Лишь когда глаза немного свыклись с тусклым освещением, Коломбина поняла, что в комнате не так мало народу – пожалуй, человек десять, а то и больше.
Кажется, Петя Лилейко числился среди «соискателей» птицей невысокого полета. На его робкое приветствие кое-кто кивнул, прочие же продолжали тихо переговариваться между собой. Холодный прием смутил Коломбину, и она тут же решила, что будет держаться независимо. Подошла к столу, прикурила от свечки и громко, через всю гостиную, спросила своего спутника:
– Ну, который здесь Просперо?
Петя вжал голову в плечи. Стало очень тихо. Однако Коломбина увидела, что на нее смотрят с любопытством, и бояться сразу перестала – оперлась рукой о бедро, как на рекламе папирос «Кармен», и выпустила вверх струйку голубого дыма.
– Что вы, незнакомка, – сказал одутловатый господин в чесучовой визитке, с виртуозно зачесанной проплешиной на темени. – Дож появится позже, когда всё будет готово.
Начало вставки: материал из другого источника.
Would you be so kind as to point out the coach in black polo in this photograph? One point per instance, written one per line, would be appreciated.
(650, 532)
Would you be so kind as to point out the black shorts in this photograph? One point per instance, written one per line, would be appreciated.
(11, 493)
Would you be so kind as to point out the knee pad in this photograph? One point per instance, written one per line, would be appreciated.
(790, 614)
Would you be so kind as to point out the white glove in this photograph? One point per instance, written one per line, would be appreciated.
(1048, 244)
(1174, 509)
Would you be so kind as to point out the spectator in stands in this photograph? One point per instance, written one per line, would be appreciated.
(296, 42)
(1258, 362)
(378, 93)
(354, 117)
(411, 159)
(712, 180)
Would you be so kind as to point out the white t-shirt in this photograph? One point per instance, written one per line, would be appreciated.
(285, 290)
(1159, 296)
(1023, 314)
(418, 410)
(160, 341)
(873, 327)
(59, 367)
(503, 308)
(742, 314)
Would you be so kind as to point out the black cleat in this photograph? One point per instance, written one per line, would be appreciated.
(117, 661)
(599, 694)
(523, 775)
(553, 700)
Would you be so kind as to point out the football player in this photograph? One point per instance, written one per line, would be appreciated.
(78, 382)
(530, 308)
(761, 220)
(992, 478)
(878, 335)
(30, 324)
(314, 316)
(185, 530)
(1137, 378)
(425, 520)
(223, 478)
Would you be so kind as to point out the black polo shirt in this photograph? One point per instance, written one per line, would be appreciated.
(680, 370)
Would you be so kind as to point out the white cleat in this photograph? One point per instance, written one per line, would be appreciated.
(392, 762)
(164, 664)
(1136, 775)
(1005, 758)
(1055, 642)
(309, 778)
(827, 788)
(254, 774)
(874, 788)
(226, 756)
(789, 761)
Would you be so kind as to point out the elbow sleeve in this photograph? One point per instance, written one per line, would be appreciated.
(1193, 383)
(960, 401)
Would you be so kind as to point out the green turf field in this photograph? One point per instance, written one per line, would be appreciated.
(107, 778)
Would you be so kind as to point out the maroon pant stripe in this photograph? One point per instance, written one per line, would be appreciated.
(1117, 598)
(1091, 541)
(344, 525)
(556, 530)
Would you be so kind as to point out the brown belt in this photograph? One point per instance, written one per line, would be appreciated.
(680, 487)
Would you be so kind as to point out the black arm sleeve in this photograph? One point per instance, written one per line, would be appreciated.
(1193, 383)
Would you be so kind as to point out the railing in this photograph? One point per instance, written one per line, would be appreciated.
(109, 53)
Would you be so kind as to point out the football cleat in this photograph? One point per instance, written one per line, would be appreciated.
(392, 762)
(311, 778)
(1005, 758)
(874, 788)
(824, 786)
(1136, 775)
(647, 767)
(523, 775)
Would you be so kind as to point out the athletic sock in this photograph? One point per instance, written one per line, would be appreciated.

Он подошел ближе, остановился в двух шагах и принялся бесцеремонно оглядывать Коломбину сверху донизу. Она ответила точно таким же взглядом.
– Это Коломбина, я привел ее кандидаткой, – виновато проблеял Петя, за что немедленно был наказан.
– Керубинчик, – сладким голосом сказала новенькая. – Разве маменька тебя не учила, что следует представлять мужчину даме, а не наоборот?
Чесучовый господин немедленно представился сам – прижал руку к груди, поклонился:
– Я – Критон. У вас сумасшедшее лицо, мадемуазель Коломбина. В нем упоительным образом соединяются невинность и разврат.
Судя по тону, это был комплимент, однако на «невинность» Коломбина обиделась.
– «Критон» – это, кажется, что-то из химии?